That is, if it impossible to capture information of the form 'Ed says x is in S sensu Smith', and you can only get 'Ed says x is in S', then at least try to get a statement of the form 'Ed consults Smith'. This can be done once per expert, instead of once per specimen.

If you can't even get that information, the determination should be recorded as 'x is in S sensu Ed', so that if some downstream user of the data is lucky enough to find out later which field guide Ed consults, they can make use of that information. Date can also be a useful proxy; if the community as a whole moves from one classification to another, one can say 'S sensu 1840' and 'S sensu 1987' and this will assist a downstream interpretation.

Data versus Ontologies

Biodiversity information and classifications build bottom up from raw data deriving from observations of individual specimens. How specimens are grouped or classified varies widely according to the inclinations and skills of the investigators. The path from properties to classes can be circuitous and involved - consider the variety of methods in both alpha and higher taxonomy - but ultimately all classifications derive from particular properties of individual specimens (morphology, genotype, locale, date encountered, life history, behavior, and so on).

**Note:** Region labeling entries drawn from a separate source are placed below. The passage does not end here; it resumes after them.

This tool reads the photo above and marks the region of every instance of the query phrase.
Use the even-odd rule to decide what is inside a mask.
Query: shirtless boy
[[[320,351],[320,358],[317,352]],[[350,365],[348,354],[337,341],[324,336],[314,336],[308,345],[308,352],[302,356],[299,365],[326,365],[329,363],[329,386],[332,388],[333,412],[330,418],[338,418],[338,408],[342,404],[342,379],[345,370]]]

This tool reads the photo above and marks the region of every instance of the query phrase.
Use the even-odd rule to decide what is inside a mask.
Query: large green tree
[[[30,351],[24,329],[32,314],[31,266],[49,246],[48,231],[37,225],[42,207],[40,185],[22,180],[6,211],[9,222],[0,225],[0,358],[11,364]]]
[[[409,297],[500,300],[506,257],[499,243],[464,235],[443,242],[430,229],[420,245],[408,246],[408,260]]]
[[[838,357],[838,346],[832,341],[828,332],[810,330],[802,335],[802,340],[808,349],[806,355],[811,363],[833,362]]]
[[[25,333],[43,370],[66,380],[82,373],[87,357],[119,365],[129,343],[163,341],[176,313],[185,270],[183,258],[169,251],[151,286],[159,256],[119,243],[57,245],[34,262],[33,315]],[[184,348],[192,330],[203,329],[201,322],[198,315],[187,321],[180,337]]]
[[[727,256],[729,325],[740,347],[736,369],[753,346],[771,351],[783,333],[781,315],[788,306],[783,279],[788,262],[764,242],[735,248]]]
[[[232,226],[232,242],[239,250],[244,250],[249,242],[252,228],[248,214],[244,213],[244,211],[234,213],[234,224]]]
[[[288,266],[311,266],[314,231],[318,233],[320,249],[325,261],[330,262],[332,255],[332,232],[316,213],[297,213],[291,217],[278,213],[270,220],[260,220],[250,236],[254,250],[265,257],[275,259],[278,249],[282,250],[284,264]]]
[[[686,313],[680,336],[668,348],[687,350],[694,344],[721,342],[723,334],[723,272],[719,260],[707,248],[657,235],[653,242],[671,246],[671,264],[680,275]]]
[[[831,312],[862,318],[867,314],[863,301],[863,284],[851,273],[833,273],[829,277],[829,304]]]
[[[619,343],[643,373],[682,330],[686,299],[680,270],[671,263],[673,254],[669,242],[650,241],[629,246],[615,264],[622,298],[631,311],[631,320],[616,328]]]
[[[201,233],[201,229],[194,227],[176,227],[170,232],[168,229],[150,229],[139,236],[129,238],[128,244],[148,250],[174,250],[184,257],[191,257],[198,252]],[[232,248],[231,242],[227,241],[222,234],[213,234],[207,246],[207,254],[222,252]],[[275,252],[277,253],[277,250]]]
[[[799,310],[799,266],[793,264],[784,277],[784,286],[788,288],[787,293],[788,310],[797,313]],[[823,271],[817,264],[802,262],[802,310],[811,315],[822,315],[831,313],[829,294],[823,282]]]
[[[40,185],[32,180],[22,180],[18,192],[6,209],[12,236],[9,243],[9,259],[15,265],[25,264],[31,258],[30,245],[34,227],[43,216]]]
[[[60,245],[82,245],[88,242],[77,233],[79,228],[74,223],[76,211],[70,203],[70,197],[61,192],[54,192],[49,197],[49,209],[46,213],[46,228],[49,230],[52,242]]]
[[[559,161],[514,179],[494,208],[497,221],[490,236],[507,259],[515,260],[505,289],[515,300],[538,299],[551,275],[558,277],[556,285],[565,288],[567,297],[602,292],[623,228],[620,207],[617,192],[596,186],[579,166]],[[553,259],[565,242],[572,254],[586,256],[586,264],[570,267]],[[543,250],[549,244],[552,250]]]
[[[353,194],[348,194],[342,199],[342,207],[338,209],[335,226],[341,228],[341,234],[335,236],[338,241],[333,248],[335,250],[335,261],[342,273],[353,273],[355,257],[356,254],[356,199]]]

The investigators performing primary observations are usually not the same as those who care about accurate alpha or higher classification. They are forced, nonetheless, to act as classifier by the impracticality of recording accurately all of the properties that would be needed to perform a taxon (usually species) determination. This means that data sets inevitably contain determinations, along with whatever specimen properties were of primary interest to the investigator (e.g. location and date).

We look forward to the adoption of taxon-concept-aware data curation practices, where each assignment of a specimen to a taxon links unequivocally to the objective property-based taxon description that applies to that assignment - that is, "specimen Z belongs to species S sensu authority A" as opposed to "specimen Z belongs to species S". This would create opportunities for careful and confident scholarship of a kind that is at present difficult in biodiversity informatics. However, the real data we often have to work with often does not have this form; one simply has assignment of specimen to taxon (given by simple taxon name), and in many cases the taxon name has multiple incompatible published descriptions. We must still be able to make use of the information at hand as best we can.

The first rule of data processing is to always preserve the original sources in close to their original form as best one can. If downstream processing introduces assumptions, access to sources gives one a chance of checking those assumptions and correcting them if they are wrong. A wholesale import of a data set into a database that resolves, say, a family name to a particular description or circumscription of that family can easily be wrong - a different definition of the family might exist that was used in the data set's identifications, but was unknown to the individual writing the import script. With backlinks to the original data set, there is at least some hope that the error can be repaired.

When rendering such data sets as RDF or OWL, one must choose URIs for taxa and, more importantly, give them meaning. Fortunately we have many choices and are able in many cases to capture the information we have without lying (making unjustified assumptions). Here are two options for rendering "specimen Z belongs to taxon T" as RDF:

  1. Define T = the class that is the union of all published classes (taxon concepts) that have ever been given the name "T". Testing whether a definition of T has been published may be difficult, but at least this is close to being objective, and has a good chance of being true.
  2. Define a name T local to the data set = some published taxon concept that has been assigned the name "T". This will not be a lie as long as T referred to the same taxon concept for all identifications in the data set. We can then, as a separate step, hypothesize that the local T coincides with whatever particular taxon concept T' we want to consider - for example, we may learn later that the study used a particular field guide, and that the field guide draws from some particular authority for "T", so the local T is the same class as the class T defined by the authority.

Layer cake

[JAR: I think you (Roger) are talking about a bottom-up system of correct individual commitment followed by collaborative contribution to classification by several parties, starting in the field and going up through phylogeny: specimen -> lower taxon -> higher taxon. But maybe I've got this wrong. This seems good; we need to figure out how to articulate and justify the approach.]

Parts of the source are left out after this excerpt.